Together, these breakthroughs represent GM’s next chapter: a unified vision of mobility defined by intelligence, sustainability, and scale. Through AI, robotics, and advanced computing, GM is crafting vehicles that learn, adapt, and deliver a personalized experience for every driver.

(Image: Cadillac ESCALADE IQ, Courtesy GM)

With GM’s EV Share Jumping from 10.8% to 15.2%, Will GM Be the New Number One EV Seller in the USA?

On October 10, 2025, Visual Capitalist released an article giving details on America’s best-selling EV brands, showing Q2 2025 sales figures. GM showed astounding growth, with GM’s combined share reaching 15.2% of the U.S. EV market, up from 10.8% in Q1. Chevrolet led GM’s EV sales with 27,135 units sold, placing it second overall.

Tesla’s Lead Drops to 38% in August US EV Sales, an 8 Year Low

Tesla remains the leader in the U.S. electric vehicle market for now, with a 48.5% share with 143,535 units delivered in Q2 2025. However, Tesla’s share continues to drop dramatically. Since the Q2 numbers were reported, Tesla’s market share dropped to a new near eight-year low in August, according to data from research firm Cox Automotive shared exclusively with Reuters, accounting for 38% of August US EV sales.

Ford and Hyundai Battle for Third Place

While Tesla dominates, competition in the next tier is intensifying. Ford and Hyundai are in a close race for third place, with market shares of 5.5% and 5.3% respectively. Ford delivered just over 16,000 EVs during the quarter, while Hyundai followed closely with more than 15,000. Both automakers continue to grow their electric portfolios, targeting the mid-market with a mix of affordability, performance, and range.

Other players such as BMW, Rivian, and Audi trail behind, each maintaining smaller volumes but contributing to a more diverse and competitive EV landscape. As the market expands, 2025 is shaping up to be a defining year for legacy and emerging automakers alike.

(Image: Visual Capitalist)

EVinfo.net’s Take: GM Will be the New Leader

Once the undisputed leader of the U.S. electric vehicle market, Tesla has gradually lost ground over the past five years as its CEO has made horrible mistakes, competition has intensified, and the market has expanded.

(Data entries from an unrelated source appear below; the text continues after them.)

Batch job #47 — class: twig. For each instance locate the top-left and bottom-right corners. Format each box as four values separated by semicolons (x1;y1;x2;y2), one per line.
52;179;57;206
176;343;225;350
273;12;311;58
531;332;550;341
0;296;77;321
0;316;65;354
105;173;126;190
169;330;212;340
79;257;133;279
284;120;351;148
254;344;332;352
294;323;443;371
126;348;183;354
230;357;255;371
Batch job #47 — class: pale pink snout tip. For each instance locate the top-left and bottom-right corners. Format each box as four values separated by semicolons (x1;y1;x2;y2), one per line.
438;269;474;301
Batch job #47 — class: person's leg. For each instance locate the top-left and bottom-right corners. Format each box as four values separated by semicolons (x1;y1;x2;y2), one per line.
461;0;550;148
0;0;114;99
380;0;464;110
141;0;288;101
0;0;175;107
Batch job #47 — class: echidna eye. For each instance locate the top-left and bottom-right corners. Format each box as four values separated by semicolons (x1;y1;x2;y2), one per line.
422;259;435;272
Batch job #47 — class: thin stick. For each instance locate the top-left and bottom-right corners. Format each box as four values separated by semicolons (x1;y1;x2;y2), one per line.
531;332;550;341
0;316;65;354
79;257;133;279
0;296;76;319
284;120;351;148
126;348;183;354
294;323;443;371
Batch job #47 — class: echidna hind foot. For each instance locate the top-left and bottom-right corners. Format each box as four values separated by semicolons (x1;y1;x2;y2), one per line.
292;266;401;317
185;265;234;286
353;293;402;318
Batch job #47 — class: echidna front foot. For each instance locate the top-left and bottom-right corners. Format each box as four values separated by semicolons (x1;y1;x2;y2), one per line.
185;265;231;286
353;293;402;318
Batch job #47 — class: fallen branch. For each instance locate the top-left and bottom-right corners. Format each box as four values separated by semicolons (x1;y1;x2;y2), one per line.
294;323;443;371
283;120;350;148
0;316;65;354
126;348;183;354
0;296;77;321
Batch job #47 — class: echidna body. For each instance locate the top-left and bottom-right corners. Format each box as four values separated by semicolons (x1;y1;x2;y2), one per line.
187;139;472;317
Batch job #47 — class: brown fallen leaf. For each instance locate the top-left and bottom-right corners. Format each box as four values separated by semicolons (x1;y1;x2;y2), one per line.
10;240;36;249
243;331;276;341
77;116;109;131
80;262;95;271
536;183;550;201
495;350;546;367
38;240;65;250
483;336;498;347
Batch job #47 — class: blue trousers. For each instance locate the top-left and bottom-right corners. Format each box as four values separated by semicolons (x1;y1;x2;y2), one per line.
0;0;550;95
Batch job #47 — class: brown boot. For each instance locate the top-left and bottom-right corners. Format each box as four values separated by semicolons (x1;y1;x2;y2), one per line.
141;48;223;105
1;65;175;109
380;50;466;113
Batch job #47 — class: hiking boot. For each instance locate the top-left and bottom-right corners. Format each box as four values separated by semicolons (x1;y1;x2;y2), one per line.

In 2021, Tesla held more than 70% of all U.S. EV sales, but by 2022 that figure had fallen to around 65%. In early 2023, Tesla’s share dropped to roughly 57%, and by the second quarter of 2025 it had stabilized near 48.5%. By August 2025, Tesla’s market share slipped further to about 38%, marking its lowest level since 2017.

As of now, EVinfo.net predicts GM will be the new number one EV seller in America. The gap between Tesla’s 38% and GM’s 15.2% continues to get smaller, as GM may overtake Tesla soon. Although Hyundai is making great moves and significant progress, the current “America first” plan by the federal government favors domestic companies, although tariffs are hurting the whole automotive sector significantly, along with damaging the greater economy as a whole and threatening a recession.

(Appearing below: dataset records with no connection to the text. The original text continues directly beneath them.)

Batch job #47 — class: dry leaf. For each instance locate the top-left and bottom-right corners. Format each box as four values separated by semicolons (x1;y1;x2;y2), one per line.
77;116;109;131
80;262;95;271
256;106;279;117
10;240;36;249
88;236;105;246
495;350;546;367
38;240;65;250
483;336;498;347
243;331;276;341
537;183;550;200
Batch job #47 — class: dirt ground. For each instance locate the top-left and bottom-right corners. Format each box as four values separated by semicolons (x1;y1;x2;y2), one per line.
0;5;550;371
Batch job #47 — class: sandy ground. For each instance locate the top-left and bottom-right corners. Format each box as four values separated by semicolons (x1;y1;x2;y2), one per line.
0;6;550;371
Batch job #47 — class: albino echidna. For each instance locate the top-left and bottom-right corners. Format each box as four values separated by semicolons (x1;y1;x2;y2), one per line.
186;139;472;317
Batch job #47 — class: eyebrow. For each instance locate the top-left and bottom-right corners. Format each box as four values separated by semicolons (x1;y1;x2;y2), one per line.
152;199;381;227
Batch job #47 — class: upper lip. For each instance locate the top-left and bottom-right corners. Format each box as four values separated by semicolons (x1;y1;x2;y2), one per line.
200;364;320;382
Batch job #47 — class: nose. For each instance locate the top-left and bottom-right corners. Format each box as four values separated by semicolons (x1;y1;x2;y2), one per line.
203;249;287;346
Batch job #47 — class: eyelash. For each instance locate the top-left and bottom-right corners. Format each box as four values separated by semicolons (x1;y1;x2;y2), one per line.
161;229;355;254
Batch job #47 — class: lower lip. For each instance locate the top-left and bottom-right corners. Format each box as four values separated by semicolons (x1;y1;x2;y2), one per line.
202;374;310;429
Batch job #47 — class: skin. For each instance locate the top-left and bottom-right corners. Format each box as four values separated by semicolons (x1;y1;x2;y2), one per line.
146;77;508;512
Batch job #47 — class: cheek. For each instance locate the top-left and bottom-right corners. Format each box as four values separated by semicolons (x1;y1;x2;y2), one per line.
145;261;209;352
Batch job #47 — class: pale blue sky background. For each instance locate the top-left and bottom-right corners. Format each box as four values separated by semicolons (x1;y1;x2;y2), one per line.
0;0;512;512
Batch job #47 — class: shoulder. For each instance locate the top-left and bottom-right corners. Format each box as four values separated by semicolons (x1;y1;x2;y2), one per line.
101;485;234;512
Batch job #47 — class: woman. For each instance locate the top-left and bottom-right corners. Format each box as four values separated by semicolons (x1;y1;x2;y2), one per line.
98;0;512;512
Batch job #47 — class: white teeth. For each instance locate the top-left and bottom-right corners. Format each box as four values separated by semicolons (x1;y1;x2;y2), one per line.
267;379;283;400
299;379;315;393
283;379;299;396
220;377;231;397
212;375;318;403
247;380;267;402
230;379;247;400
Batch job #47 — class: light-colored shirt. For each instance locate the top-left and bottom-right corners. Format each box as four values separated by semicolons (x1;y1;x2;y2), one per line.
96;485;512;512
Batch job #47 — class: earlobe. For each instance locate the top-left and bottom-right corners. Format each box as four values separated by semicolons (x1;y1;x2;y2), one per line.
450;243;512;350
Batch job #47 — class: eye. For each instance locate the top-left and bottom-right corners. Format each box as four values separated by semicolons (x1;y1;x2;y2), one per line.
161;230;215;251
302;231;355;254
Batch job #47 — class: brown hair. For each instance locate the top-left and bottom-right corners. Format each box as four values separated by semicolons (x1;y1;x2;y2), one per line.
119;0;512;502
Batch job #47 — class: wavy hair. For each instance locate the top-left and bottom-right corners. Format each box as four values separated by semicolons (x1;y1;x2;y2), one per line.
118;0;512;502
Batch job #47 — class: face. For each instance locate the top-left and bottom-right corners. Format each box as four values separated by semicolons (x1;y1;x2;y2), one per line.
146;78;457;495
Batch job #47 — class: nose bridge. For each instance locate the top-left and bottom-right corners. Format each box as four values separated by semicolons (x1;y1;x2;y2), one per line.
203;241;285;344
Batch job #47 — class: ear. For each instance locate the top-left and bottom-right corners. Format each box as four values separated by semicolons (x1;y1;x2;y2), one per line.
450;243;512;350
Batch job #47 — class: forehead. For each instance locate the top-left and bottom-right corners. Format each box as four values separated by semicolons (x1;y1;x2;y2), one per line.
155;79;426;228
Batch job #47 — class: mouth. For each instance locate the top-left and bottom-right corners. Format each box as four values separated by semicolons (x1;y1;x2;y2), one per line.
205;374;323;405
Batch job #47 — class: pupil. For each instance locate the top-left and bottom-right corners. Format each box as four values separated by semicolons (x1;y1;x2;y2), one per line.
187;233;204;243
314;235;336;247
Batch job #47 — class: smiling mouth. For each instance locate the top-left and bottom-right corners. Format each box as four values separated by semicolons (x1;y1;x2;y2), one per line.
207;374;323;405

Re-Establish the EV Tax Credit, Stop the Tariffs

GM was forced to absorb a $1.6 billion loss as car manufacturers were forced to pivot from their in-progress electric vehicle plans, after legislation signed on July 4 abruptly discontinued an important federal EV tax credit that had been in place since 2008. Lawmakers eliminated the credit on incredibly short notice, a very bad decision that hurt America’s economy and helped China further dominate the global automotive industry.

The government made a rare good decision by unfreezing NEVI EV charging funds, now EVinfo.net recommends it goes a step further by stopping the tariffs and re-establishing the federal EV tax credit. Doing this would go a long way towards helping our automotive OEMs compete with China, as the transportation future of the globe is no doubt fully electric.